= Photovoice =

Qualitative research method

Photovoice is a qualitative research method where photographs and narratives are gathered by community members to guide community actions. It is used in community-based participatory research such as community development, international development, public health, and education.

Participants are asked to express their point of view, or represent their community, by photographing anything significant related to the project's research themes. Common research themes include: community concerns, assets, social issues, and health barriers. The photographer then writes a narrative about how the picture relates to the project theme. Communities can then use this gathered research to guide the development of solutions and programs.

==Background==
Photovoice was developed in 1992 by Caroline C. Wang of the University of Michigan and Mary Ann Burris, a program officer for women’s health at the Ford Foundation in Beijing, China. The method is based on the premise that images, combined with participant narratives, can be used to express community and individual needs, concerns, and priorities.

The approach draws on several intellectual traditions, including documentary photography, theories of empowerment, and feminist theory. It is also informed by participatory health education practices and the work of Paulo Freire, particularly his concept of critical consciousness as described in Pedagogy of the Oppressed. Wang and Burris noted that Freire emphasized the use of visual images as a means of encouraging critical reflection on social and political forces shaping everyday life, and that Photovoice extends this idea by enabling community members to create the images themselves.

Photovoice was first implemented with rural women in Yunnan Province, China, where it was used to inform government policies and programs affecting their lives. Since its initial application, the method has been adapted for use in a range of contexts and populations. Documented applications include work with refugees in San Diego seeking access to in-person medical interpretation services, homeless adults in Ann Arbor, Michigan, community health workers and teachers in rural South Africa, and individuals living with brain injury.

==Modern implementation==
Photovoice has been adopted across disciplines, including public health, education, social work, and community development, and is frequently combined with other community-based and participatory action research methods. It is a qualitative approach used to address sensitive and complex issues, allowing individuals to share their perspectives. It is used to elicit and analyze data for knowledge dissemination and mobilization. The aim is to inform and support the creation of appropriate interventions and actions regarding complex problems, including health and well-being, social inequality, and socioeconomic disparity. The photovoice model has also been used in higher education to teach social work students. Photovoice has also been used to engage children and youth, providing them with an environment and opportunity to communicate concerns and coping strategies to policymakers and service providers. Overall, photovoice is used to investigate participants' lived experiences concerning systemic structures and social power relations and to communicate these experiences through a non-verbal medium.

A photovoice project should aim to:

1. Empower individuals to document and reflect on community assets and concerns;
2. Invite critical dialogue and create knowledge about community issues using photographs as a medium for group discussion;
3. Reach policymakers and stakeholders. Photos taken by participants serve as discussion tools and reference points, guiding conversations with researchers and other participants.

==Variants==
Also known as "participatory photography" or "photo novella", photovoice is considered a subtype of "participatory visual methods" or picturevoice, including techniques such as photo-elicitation and digital storytelling. These techniques allow research participants to create visuals that capture their individual perspectives as part of the research process.

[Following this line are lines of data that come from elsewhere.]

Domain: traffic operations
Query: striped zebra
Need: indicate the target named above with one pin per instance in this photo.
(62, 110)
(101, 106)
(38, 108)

An example is Project Lives, a participatory photography project used to create a new image of project housing dwellers, published in April 2015. Other related forms include paintvoice, stemming from the work of Michael Yonas, and comicvoice, which has been pioneered by John Baird's Create a Comic Project since 2008, as well as Michael Bitz's Comic Book Project (to a lesser extent).

==International development==
In international research, photovoice is used to allow participants from the developing world to define how they want to be represented to the worldwide community. Participants are given control to tell their stories and perspectives and maintain a sense of authorship over their representations. This aims to convey what it means to live in a developing country to external audiences (e.g., funders and voters of the developed country) and those involved in international development (e.g., NGO and government agencies). Additionally, photovoice can be used by the community to monitor the impact of development programs. For example, photovoice has been used in Bangladesh to understand residents' traditional ecological knowledge of water in their urban environment and to document changes in attitude toward water and natural ecosystems over time. Subsequently, this can help inform external agencies about the process, impacts, and complex realities, complementing wider research and analysis to support development progress.

== Criticisms ==
Photovoice journalism faces criticisms related to ethics and researcher bias. Ethical concerns include maintaining participant privacy and confidentiality, obtaining truly informed consent, and avoiding misrepresentation or stigmatization of individuals and communities through published images.

Another challenge in photovoice journalism is the potential for researcher bias to influence objectivity. For example, facilitators might inadvertently guide discussions toward subjects they consider "research-worthy," or their unconscious biases could sway which photographs they highlight during public presentations. This can lead participants, especially if they lack confidence in formal settings, to self-censor or choose images they believe the researchers want, instead of those that hold greater personal meaning or present challenges to them.